Porsche 907 LH (1967-1968)
Premiere: 1967 April 9, Le Mans test day
1968 Daytona 24h winner
Engine:: 2.0-litre flat-6 or 2.2-litre flat-8
907 was the successor to the 910, although the long-tail version was last seen on the 906. Under the direction of genius engineer Ferdinand Piëch, the driver's position in the 907 was built on the right side bearing in mind that most race tracks run in clockwise direction and so the driver's weight is positioned closer to the center of the turn.
Ferdinand Piëch's era had begun, the era when approximately every second month a new racing car or a modification was created. For the 1967 Le Mans, the new 907 was ready. Two 907 LH ("Langheck", long-tail) were starting the race along with eight other Porsches. Ten cars at Le Mans was a new record for Porsche. All ten had 2-litre 6-cylinder engines. The Porsches scored 5-6-7-8 after the 7-litre GT40s and 4-litre Ferraris. The fastest Porsche was the 907 LH #41 of Jo Siffert/Hans Herrmann and they naturally took the 2-litre class victory. It was the first Porsche that covered more than 4800 km at Le Mans 24 hours, pushing the average speed above 200 km/h. Imagine this achievement in 1967 with just a 2-litre normally aspirated engine, considering all the pit stops for refuelling and the driver changes!
In addition to Le Mans, in 1967, the long-tail 907 was used only at the Brands Hatch 6 hour race for which it got a bit shortened tail (still long-tail, the short tail 907 came later).
The 1968 endurance racing season started in Florida with 24 hours of Daytona.

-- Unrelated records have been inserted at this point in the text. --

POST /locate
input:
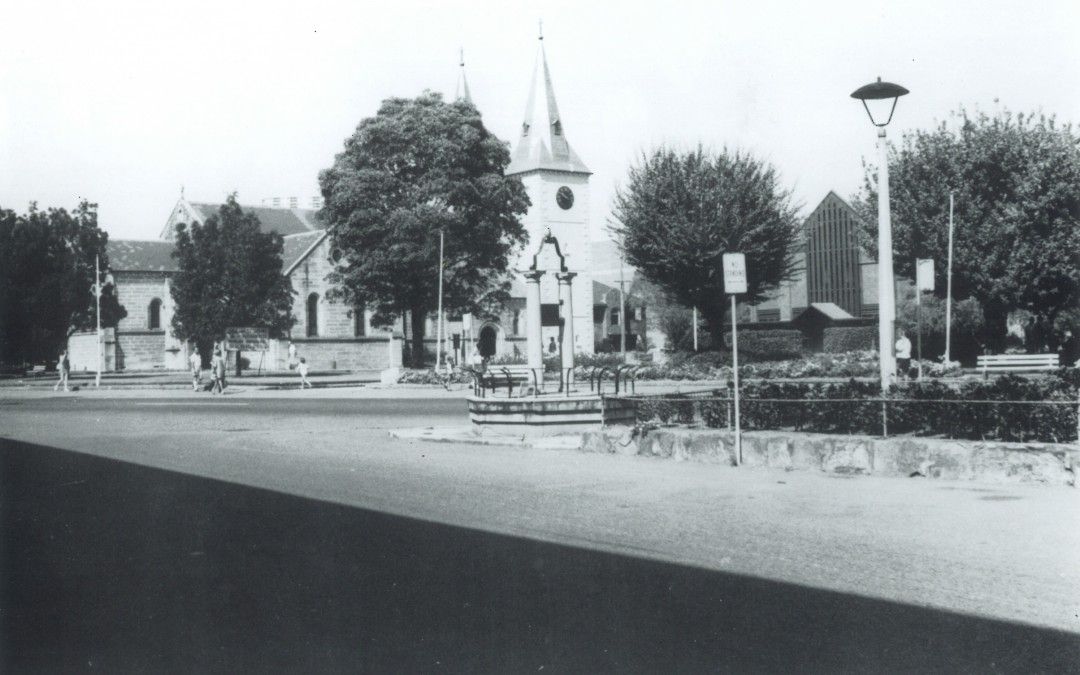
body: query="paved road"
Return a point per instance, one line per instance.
(293, 535)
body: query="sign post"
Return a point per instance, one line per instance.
(734, 282)
(923, 281)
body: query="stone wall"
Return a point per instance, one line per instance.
(903, 457)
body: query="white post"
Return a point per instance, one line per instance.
(948, 285)
(734, 373)
(696, 329)
(534, 346)
(97, 299)
(439, 328)
(566, 291)
(887, 298)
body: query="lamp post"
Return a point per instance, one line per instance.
(883, 92)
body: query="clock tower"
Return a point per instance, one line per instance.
(557, 185)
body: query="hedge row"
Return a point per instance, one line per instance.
(849, 338)
(925, 409)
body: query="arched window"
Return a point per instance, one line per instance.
(313, 314)
(153, 313)
(359, 322)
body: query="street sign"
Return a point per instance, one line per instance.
(925, 273)
(734, 272)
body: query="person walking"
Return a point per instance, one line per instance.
(196, 361)
(903, 355)
(64, 369)
(302, 369)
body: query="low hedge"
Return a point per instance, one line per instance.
(929, 408)
(849, 338)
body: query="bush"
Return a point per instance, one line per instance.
(926, 408)
(849, 338)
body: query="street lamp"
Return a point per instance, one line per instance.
(880, 95)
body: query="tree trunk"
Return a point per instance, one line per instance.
(417, 321)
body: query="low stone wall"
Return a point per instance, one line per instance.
(958, 460)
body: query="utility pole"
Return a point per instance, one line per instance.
(97, 304)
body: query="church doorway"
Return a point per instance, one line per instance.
(487, 338)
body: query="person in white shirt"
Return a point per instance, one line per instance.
(903, 354)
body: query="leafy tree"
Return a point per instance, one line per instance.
(230, 275)
(679, 212)
(1016, 235)
(46, 281)
(417, 166)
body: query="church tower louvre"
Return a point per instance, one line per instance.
(557, 185)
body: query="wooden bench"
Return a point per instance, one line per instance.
(509, 375)
(1016, 363)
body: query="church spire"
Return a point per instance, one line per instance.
(542, 144)
(462, 89)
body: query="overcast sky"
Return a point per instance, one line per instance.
(122, 103)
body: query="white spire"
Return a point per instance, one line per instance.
(542, 144)
(462, 89)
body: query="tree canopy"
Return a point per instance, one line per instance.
(230, 275)
(1016, 237)
(418, 166)
(679, 212)
(46, 281)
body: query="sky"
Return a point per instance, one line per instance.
(123, 103)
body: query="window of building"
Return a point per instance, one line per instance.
(153, 321)
(313, 314)
(359, 322)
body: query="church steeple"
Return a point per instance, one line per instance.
(542, 143)
(462, 89)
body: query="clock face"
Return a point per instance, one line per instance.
(565, 198)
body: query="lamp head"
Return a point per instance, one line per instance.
(879, 91)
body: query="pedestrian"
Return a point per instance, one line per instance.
(196, 361)
(903, 355)
(64, 369)
(302, 369)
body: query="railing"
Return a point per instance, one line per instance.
(1047, 420)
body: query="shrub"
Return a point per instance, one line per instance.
(849, 338)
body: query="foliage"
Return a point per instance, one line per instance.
(1016, 185)
(679, 212)
(929, 408)
(46, 281)
(849, 338)
(230, 275)
(419, 166)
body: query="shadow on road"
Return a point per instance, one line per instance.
(113, 567)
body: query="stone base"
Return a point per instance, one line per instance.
(547, 415)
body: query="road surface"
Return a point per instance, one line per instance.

An army of five Porsche 907 LH lined up. One 907 was equipped with 2.0-litre flat-6 and the four factory team cars with 2.2-litre flat-8 that developed 275 DIN hp (202 kW / 271 SAE hp) and 23 mkp of torque (166 lb-ft / 226 Nm). Unfortunately, in the race a competitor dropped oil on the track and Gerhard Mitter lost control of his 907 #53. Going sideways to the grass, the car flipped over. Then a Ferrari lost control on the oil and hit 907 #55 driven by Dieter Spoerry. Two 907 LH were out. By the morning all the Ford GTs were out and Porsche was leading with the three remaining 907. Two 907 up front had to make way for 907 #54 on third place when the #52 907 had suffered a throttle link problem and the #51 907 had its alternator replaced. Now, the #54 car of Elford/Neerpasch and Stommelen (who had joined after Mitter had flipped their 907) was leading. For some reason, team manager Huschke von Hanstein had Herrmann and Siffert drive the leading car aswell. Half an hour before the end of the race von Hanstein, who was also a PR manager, ordered the three leading Porsches to drive side by side. American spectators were not very fond of this as it degraded the image of the sport, but to give credits to von Hanstein, it was a smart move in terms of marketing. The other thing the spectators did not like was the fact that five pilots scored first with one car, with Herrmann and Siffert taking the cups also for the second place.
The 907 LH was used only in two more races as the 907 K was also in use and the new 908 getting into shape aswell. At the 1968 Monza 1000 km Rolf Stommelen and Jochen Neerpasch won the class and finished 2nd overall with the 907 LH after a 4.7-litre Ford GT40 and at the 1968 Le Mans 24h Rico Steinemann and Dieter Spoerry also won the class and finished 2nd overall after a 4.9-litre Ford GT40. It was an unbelievable achievement for such a small engine, also the best result for Porsche at Le Mans so far.